Avatar es una exitosa mezcla de varios subgéneros cinematográficos que (irónicamente) responde a una demanda social de ver nuevos discursos. Y además del ecologismo de moda, la película es un batiburrillo inteligente de westerns, películas de Viet Nam, sagas del espacio exterior, Tarzán de los Monos, etc. La última escena parece un guiño a La Invasión de los Ladrones de Cuerpos mientras que la oportuna historia de amor interétnica la podemos rastrear desde la casposa West Side Story . Y Sigourney Weaver, una chica lista, aprovecha para homenajearse en un par de planos recordándonos sus viejas grandes interpretaciones: Sea la agresiva científica con muchos gestos propios de la legendaria Teniente Ripley en Alien, sea la bondadosa maestra de escuela que ante los pequeños aborígenes de Pandora derrocha la misma ternura que en Gorilas en la niebla. Ah, y no olvidemos que desde Rusia se acusa airadamente a Avatar de saquear impunemente temas y escenas de la rica y abundante ciencia ficción soviética. Empezando por el nombre del planeta Pandora, presente en varias novelas de los hermanos Strugalsky.

Tampoco es cargamontón, pues la película es la mar de entretenida.
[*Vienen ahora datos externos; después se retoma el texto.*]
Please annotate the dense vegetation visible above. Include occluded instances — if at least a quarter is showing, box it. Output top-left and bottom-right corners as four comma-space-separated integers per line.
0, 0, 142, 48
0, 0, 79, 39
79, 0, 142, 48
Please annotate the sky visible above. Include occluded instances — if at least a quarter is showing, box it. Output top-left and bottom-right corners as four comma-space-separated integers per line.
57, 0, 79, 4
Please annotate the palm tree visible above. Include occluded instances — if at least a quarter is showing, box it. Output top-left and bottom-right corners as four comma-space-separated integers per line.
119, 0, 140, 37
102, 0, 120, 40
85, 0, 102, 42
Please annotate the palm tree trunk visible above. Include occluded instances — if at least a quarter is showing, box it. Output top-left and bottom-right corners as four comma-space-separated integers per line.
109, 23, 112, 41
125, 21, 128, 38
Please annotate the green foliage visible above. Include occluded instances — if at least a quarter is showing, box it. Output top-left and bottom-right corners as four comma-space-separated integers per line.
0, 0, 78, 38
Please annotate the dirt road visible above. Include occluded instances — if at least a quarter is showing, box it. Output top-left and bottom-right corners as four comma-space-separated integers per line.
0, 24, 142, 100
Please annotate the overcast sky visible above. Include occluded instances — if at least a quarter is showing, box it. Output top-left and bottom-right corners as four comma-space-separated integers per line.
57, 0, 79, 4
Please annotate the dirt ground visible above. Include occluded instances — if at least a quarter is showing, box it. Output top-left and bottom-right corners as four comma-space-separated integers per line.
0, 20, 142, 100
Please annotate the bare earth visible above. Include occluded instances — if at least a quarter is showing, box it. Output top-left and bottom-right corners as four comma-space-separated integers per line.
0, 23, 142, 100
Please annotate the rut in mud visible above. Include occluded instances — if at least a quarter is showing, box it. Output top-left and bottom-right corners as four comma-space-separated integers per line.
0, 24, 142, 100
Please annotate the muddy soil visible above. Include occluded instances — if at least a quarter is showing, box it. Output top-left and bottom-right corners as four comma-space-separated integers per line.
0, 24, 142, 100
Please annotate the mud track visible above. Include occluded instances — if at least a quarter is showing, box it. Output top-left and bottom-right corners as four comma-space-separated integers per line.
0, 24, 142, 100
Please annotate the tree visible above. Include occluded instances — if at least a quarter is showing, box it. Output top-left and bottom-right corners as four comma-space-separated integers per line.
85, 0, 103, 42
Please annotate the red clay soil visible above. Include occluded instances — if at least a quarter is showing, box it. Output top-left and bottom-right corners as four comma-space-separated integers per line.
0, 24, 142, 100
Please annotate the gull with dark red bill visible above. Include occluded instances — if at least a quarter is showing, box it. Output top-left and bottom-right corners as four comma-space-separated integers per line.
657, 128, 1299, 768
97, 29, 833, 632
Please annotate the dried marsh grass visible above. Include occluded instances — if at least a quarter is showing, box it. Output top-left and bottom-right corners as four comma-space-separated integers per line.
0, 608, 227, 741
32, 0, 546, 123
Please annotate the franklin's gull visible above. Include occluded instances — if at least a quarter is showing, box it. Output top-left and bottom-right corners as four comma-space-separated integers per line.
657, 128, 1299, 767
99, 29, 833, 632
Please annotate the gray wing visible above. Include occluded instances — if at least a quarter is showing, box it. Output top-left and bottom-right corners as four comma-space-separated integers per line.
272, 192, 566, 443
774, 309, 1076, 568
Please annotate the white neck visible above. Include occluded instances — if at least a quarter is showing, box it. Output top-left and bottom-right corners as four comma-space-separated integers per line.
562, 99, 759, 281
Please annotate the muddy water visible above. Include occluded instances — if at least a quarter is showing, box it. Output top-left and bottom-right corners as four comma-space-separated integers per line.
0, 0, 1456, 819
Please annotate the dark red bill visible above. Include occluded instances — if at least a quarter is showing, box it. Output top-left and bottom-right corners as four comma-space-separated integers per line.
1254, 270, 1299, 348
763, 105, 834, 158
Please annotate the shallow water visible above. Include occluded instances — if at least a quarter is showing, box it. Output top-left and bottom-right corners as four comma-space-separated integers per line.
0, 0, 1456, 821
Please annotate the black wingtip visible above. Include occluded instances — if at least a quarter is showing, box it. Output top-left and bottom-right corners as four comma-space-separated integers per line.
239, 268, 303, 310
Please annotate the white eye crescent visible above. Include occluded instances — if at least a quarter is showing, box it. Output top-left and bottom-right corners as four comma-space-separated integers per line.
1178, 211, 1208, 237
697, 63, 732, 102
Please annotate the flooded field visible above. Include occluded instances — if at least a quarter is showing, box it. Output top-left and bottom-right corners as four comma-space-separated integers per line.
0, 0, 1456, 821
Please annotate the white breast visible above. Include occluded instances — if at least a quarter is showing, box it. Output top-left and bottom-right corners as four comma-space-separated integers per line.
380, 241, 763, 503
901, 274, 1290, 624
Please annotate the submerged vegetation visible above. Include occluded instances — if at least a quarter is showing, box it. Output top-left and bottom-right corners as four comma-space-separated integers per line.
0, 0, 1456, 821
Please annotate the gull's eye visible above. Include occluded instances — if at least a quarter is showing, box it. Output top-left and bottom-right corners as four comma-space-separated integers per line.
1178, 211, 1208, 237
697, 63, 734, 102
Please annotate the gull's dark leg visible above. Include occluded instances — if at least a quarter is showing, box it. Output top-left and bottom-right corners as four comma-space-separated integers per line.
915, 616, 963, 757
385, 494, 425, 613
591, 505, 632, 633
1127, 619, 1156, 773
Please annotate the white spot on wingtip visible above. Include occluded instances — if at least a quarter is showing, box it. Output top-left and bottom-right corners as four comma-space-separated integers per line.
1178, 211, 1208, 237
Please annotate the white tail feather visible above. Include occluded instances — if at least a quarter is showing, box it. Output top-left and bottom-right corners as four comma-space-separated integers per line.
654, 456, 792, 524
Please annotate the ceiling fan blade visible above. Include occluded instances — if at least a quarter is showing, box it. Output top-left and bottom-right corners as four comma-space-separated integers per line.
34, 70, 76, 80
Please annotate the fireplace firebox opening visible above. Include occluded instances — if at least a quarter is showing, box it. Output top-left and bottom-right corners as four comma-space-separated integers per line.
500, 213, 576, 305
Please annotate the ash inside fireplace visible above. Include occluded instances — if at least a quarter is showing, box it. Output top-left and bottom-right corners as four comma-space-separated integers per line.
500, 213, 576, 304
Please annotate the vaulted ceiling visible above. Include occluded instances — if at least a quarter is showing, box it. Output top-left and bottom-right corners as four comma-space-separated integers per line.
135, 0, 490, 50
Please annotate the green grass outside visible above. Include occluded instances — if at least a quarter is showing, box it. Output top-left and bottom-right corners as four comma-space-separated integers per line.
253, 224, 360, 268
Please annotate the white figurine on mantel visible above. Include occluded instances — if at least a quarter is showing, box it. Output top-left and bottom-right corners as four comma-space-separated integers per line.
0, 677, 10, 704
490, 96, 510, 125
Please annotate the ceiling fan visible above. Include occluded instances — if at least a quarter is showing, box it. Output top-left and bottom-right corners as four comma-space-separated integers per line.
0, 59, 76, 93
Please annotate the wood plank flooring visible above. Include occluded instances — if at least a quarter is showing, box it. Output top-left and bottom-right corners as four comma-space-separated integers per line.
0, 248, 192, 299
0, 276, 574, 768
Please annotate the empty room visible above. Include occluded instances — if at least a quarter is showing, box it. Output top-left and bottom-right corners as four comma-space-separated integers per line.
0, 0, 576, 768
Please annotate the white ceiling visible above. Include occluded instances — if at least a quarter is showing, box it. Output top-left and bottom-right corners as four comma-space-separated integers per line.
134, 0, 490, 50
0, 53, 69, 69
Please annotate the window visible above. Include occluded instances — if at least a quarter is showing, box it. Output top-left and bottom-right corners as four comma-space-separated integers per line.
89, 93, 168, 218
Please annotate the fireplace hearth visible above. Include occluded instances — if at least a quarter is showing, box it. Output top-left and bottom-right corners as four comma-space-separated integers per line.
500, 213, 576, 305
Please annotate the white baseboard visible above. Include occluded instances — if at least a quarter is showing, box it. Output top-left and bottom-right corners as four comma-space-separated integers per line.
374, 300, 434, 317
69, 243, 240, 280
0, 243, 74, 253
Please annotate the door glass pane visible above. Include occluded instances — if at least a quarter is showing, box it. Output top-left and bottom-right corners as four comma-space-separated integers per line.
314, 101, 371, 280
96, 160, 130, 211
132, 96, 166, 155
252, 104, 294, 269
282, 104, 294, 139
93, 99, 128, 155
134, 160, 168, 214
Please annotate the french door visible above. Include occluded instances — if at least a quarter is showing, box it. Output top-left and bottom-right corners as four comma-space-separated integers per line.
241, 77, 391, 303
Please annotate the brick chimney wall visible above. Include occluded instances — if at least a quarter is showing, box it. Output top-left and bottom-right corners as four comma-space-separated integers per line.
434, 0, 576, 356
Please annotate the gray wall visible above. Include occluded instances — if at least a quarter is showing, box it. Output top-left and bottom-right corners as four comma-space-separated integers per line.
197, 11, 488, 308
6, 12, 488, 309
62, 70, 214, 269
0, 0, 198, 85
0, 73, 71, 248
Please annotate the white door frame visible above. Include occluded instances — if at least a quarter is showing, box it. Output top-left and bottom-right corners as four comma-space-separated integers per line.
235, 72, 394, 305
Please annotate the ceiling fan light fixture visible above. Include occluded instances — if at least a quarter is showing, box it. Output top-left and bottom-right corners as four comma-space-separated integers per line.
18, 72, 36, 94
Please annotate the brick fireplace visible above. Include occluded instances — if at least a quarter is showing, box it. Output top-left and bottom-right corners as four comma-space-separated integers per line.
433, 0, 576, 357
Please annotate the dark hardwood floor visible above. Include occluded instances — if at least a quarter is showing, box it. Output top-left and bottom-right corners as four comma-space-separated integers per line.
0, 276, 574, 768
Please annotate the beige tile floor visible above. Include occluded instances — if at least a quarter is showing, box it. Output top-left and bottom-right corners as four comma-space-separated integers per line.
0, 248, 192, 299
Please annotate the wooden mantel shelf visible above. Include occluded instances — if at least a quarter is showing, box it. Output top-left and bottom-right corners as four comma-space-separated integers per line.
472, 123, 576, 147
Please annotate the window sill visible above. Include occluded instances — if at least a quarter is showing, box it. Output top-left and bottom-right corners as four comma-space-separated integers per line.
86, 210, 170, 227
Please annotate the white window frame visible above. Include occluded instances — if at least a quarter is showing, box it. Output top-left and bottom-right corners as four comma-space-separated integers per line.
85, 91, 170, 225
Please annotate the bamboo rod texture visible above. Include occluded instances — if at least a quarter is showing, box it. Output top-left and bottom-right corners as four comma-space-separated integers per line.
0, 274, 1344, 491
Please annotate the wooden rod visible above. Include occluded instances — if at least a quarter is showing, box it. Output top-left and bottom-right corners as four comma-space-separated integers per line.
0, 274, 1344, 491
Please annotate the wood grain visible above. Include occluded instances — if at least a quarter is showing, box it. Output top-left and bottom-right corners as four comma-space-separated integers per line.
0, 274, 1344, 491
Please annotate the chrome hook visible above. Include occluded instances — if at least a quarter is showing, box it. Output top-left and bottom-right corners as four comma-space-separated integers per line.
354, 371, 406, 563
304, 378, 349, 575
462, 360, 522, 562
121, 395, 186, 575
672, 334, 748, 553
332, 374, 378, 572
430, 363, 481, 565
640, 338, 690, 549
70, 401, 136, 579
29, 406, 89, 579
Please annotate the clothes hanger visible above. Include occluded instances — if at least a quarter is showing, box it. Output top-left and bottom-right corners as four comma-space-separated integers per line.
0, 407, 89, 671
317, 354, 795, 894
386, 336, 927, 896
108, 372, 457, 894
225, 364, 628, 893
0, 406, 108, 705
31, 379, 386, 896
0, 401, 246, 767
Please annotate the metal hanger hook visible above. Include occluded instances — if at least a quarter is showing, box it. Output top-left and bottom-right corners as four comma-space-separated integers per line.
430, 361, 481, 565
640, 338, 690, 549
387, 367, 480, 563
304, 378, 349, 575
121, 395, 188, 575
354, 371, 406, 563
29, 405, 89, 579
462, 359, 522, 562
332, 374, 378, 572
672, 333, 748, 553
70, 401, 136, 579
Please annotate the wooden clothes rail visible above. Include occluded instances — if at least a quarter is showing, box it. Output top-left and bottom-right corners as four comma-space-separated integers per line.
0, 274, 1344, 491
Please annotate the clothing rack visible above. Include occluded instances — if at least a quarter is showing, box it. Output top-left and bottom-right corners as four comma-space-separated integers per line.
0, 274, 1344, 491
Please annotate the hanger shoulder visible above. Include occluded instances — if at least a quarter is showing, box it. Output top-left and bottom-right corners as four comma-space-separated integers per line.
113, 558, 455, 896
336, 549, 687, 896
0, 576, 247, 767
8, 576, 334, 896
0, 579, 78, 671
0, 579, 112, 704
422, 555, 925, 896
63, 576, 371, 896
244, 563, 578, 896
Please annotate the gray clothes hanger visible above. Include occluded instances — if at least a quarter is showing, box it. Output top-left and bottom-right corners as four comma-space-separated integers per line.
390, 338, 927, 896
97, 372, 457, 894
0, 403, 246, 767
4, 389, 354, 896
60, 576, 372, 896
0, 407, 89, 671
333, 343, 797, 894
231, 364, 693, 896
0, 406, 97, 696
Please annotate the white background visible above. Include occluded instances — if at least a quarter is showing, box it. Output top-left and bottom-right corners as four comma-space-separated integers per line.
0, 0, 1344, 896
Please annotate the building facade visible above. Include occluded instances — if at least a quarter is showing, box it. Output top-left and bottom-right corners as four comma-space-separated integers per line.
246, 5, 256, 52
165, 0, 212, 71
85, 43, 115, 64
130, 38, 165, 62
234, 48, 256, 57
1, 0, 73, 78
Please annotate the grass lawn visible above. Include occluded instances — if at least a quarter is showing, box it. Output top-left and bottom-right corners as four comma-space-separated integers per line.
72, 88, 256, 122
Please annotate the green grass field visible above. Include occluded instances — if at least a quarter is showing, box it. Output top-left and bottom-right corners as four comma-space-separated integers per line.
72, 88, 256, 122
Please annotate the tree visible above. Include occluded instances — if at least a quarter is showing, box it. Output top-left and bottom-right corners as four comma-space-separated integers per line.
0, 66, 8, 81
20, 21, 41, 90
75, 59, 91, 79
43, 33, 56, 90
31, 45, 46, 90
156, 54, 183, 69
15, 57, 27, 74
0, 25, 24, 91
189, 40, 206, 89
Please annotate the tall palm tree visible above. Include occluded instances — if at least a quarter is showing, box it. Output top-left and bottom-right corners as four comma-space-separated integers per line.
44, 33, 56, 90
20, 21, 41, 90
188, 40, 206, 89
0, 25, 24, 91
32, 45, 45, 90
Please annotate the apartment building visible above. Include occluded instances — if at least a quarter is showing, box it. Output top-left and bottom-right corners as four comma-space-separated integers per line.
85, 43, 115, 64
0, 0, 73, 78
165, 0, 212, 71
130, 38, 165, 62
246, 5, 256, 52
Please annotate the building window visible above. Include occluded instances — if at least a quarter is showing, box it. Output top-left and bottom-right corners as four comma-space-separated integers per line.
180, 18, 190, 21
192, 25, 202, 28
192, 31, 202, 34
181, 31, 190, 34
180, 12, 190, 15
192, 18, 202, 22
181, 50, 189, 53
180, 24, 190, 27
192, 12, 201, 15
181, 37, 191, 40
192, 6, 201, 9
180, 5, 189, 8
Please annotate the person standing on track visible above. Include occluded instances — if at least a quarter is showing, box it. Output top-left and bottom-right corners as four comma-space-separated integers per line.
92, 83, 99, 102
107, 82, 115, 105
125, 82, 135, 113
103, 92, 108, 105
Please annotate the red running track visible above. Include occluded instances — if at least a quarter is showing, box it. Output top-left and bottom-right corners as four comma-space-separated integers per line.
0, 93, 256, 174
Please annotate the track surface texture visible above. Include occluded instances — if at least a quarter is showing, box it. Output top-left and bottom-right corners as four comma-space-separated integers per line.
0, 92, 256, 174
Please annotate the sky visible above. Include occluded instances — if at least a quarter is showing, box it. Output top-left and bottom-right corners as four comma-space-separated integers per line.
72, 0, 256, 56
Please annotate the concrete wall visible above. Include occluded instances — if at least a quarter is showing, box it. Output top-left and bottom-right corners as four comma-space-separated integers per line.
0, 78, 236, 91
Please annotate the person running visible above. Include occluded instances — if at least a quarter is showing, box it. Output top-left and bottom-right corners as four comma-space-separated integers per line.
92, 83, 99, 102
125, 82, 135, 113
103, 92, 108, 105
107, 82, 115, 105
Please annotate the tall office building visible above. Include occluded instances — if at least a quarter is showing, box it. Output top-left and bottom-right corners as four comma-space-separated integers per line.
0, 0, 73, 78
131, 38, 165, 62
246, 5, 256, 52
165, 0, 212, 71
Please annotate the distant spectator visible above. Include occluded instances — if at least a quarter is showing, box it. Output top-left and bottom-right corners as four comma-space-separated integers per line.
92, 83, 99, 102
Ese tipo de films simpáticos que ves un sábado a media tarde por el cable pirateado, tirado en la cama, tomándote una cervecita y rascándote las pelotas. Sin embargo, a los adolescentes quizá el impacto sea otro, en principio por la singularidad del tema (ya se hacían extrañar películas de masas donde el malo fuera el empresario capitalista anglosajón y no el fanático musulmán, el militar norcoreano o el narco latinoamericano) y porque, como todo éxito cinematográfico, es una historia bien contada bajo un discurso espectacular de última tecnología. Justo lo que funciona en el nuevo siglo. Y si no me creen, acá les regalo un curso básico y gratis de cómo escribir un guión como el de Avatar en no más de cinco fáciles lecciones. Gracias, de nada.

Hasta aquí ha llegado mi ruta de espectador. Y no siento ninguna nostalgia. El cine, como todas las artes, ha cambiado con los años y las transformaciones de todo tipo. No tiene sentido reivindicar un cine de autor con estupendos actores en un mundo donde la mayoría de los consumidores quieren fascinarse con pirotecnia tecnológica, efectismos visuales e historias optimistas. Tiene más sentido interesarse por otras formas de hacer cine en nuestros tiempos: Sea el documental crítico y politizado de Michael Moore o ese cine peruano de a pie -entre bizarro, testimonial y casualvanguardista- que hacen nuestros directores andinos.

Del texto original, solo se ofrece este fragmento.